Noah Haas, a junior majoring in aquatic sciences – fisheries, worked as a crew leader for an aquatic survey team on the St. Joseph River Watershed. In this position, Haas and his team conducted electrofishing surveys on the St. Joseph River and its tributaries, which involved driving the electrofishing boat, tagging fish, equipment maintenance and more.
This summer marked the third year Haas has worked for the cities of Elkhart and South Bend in their joint Aquatic Monitoring Program. His first year he acted as a field technician, and for the past two years he has acted as a crew leader.

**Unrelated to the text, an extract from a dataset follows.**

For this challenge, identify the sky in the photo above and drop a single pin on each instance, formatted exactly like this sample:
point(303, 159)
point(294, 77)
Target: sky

“I first met my current boss, Daragh Deegan (water quality manager for the City of Elkhart) at an event at the school where my mother teaches when I was about five or six,” Haas explained. “I was already fascinated with fish, and I knew the moment I heard about the program that it was what I wanted to do in life. So, I spent my childhood volunteering at any event Daragh would have me around for until I was old enough to get hired. After spending a season learning the ropes, Daragh appointed a good friend and I as the crew leaders for the next two seasons. Daragh took a different position the following year, which meant he couldn’t be in the field much. It was up to Leo and I to keep things moving smoothly with the crew, doing dozens of barge and backpack sites on our own. We even did a few boat sites on our own, which involved me driving the boat.”
Haas and his team’s tasks included collecting fish with various types of electrofishing equipment, measuring and counting them, as well as tagging them. They also organized events where they taught children at parks, schools and large community events about their local river and the fish that call it home.
The Osceola, Indiana, native, said his favorite part of the job is that his team consists of himself and four of his best friends.
“I get to spend all day with the animals I love while making jokes and memories with some awesome guys,” he said. “I also really like catching snapping turtles. They are just really funny to me; they just seem permanently mad at the world and are very stubborn. Our program also collects turtle data, so we scoop up snapping turtles while we go.”
The job isn’t all fun as it includes a lot of manual labor. Haas and his team carried hundreds of pounds of equipment from site to site -- things like a generator, a five-gallon bucket full of bricks and buckets of water -- down rocky banks, up hills and through log jams.
Haas also noted that what can be hard about the job is that things rarely go as planned in the field, whether it's electrical issues or that you just forgot a vital piece of equipment. “It can all be rather frustrating or disheartening,” he noted.
In addition to utilizing the skills he has built up over the last two years with the Aquatic Monitoring Program, Haas has been able to test out of some of the things he learned in his FNR classes.
“I was able to incorporate some techniques that I learned at Purdue into our work,” Haas said. “Namely, we decided to use a seine when trying to target banded killifish specifically because for some reason they seem almost immune to electrofishing.”
Haas said that his experience this summer hasn't changed what he thought my career path would be, but it "has reaffirmed that I am doing and chasing what I love to do.”
In addition to his summer work experience, Haas is involved with the Purdue chapter of the American Fisheries Society, acting as its 2023-24 and 2024-25 president. He also is an avid member of the Bass Fishing Club and has fished at national events on Kentucky Lake and the Lake of the Ozarks.
Haas is working on an independent research project under Dr. Tomas Höök, looking at the expansion of the banded killifish subspecies. He also has worked as a lab technician in Höök’s lab for the past two years.